Rock On!

Blood. Guts. Gore. Evil Space Bugs. Awesome Space Ships. Killer Special Effects. Topless Babes.

This is the perfect movie.

OK, before I get into how truly mind-blowing this flick was, I need to make a Parental Disclaimer.

Parents. This movie, Starship Troopers, is rated R. It is rated R for a reason. The reason is: this movie will turn your happy three-year-old into a pile of screaming fear. We're talking nightmare central. For God's sake, don't bring your kids

I know many of you may be swayed by all the talk of how this is the next Star Wars or whatever. Don't be fooled. Star Wars was rated PG. This baby is R from me to you and then some.

See, I have no regard for parents who don't listen to these warnings -- and there have been many of them. When I saw this work of special effects art, there was a two-year-old one row behind me. It may well have been the same kid who sat behind me during Spawn, another great kids flick. What are you thinking?

Folks, if you bring a tot to this gore-fest and he turns into a serial killer fifteen years down the road, you have only yourself to blame.

OK, now back to the show.

Wow.

Since I am of age, this movie rocked its buttocks! Leave it to Paul Verhoeven (maker of such gentle fare as Total Recall, Robocop and Showgirls) to take a violent book and make it even more violent. See, in the book, the evil bugs have guns. They can shoot you. In the movie, they can only slice the living bejeesus out of you.

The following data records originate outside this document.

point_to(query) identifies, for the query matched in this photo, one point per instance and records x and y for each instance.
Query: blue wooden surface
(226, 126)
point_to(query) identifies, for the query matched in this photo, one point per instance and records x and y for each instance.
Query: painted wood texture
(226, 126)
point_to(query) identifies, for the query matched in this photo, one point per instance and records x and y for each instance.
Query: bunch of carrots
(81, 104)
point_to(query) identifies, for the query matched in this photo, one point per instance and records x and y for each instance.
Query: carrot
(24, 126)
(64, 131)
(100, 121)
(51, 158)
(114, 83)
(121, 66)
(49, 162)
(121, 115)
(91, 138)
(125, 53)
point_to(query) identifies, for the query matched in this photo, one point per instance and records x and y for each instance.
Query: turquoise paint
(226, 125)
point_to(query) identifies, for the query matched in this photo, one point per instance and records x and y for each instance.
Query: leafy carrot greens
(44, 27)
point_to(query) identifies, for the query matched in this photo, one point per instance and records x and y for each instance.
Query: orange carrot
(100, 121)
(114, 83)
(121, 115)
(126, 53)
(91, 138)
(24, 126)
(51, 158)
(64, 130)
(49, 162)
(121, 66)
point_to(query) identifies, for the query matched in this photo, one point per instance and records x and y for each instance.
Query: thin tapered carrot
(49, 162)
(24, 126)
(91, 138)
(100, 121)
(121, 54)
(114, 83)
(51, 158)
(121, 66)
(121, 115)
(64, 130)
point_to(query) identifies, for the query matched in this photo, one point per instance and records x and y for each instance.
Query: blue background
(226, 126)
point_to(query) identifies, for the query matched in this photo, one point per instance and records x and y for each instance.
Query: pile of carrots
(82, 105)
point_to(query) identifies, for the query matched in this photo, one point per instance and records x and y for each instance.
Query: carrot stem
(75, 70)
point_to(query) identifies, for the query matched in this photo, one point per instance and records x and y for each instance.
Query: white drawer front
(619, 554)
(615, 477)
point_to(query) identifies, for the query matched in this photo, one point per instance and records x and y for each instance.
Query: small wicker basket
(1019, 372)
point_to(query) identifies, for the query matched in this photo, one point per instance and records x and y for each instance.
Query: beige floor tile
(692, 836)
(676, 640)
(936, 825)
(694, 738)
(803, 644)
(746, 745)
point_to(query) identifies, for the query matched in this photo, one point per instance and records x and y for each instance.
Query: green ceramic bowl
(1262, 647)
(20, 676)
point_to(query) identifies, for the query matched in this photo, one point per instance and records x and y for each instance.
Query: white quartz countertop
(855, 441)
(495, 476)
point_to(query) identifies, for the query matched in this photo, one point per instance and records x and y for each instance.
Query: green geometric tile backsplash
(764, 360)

Oooo! Ooo! Here come the bugs! Doh! That guy's decapitated. Doh! That guy's holding his innards in his hands. Doh! They've just burrowed into that dude's skull! Yow! They tore that chick's limbs off! Boy, that cement floor wasn't red when this scene started!

Get the picture?

The great thing about this movie is: it's OK to totally hate the enemy! Really. They're evil. They hate us for no reason. They are trying to kill our species for no reason. And they're a bunch of bugs! Heck, I step on bugs every day!

The other great thing about this movie: co-ed showers! This is a great scene, and this idea needs to catch on. I'm totally serious.

What's this movie about? Who knows, who cares. Bugs = Bad. Humans = Good. Galaxy's not big enough for the both of us.

There, you can write it.

This movie is about as far away from a chick film as you can get. The only bit that takes away from it being the ultimate guy film is that, while there are a number of hot topless women in the movie, there are also an equal (if not larger) number of hot topless men. Yeah. Like I need to see how out of shape I really am in comparison to guys that women actually want.

If that Casper kid were any prettier, I'd have him shot.

Should you see this movie? Well, it's not so much a movie as it is a thrill ride with popcorn. There are scares, there are creeps, there is, and I can't stress this enough, blood.

But I liked it.

Starship Troopers gets 4 Babylons. However, if you are under, say, 13 or 14, it gets 0. Kids, trust me, the toys may be fun to play with, but I doubt the action figures drill into each other's skulls.

Then again, that'd be quite the marketing ploy, wouldn't it?


Editor's Note:

I'm never going to sleep again. They're out there. I know they are. And they're out to get me. They're angry at me because I stepped on a cockroach four years ago in a moment of panic.

Please help me.


Starship Troopers
Rated: R
Directed by: Paul Verhoeven
Starring: Casper Van Dien, Dina Mier, blah-blah-blah. Come on, like you've ever heard of any of these people before. I mean honestly.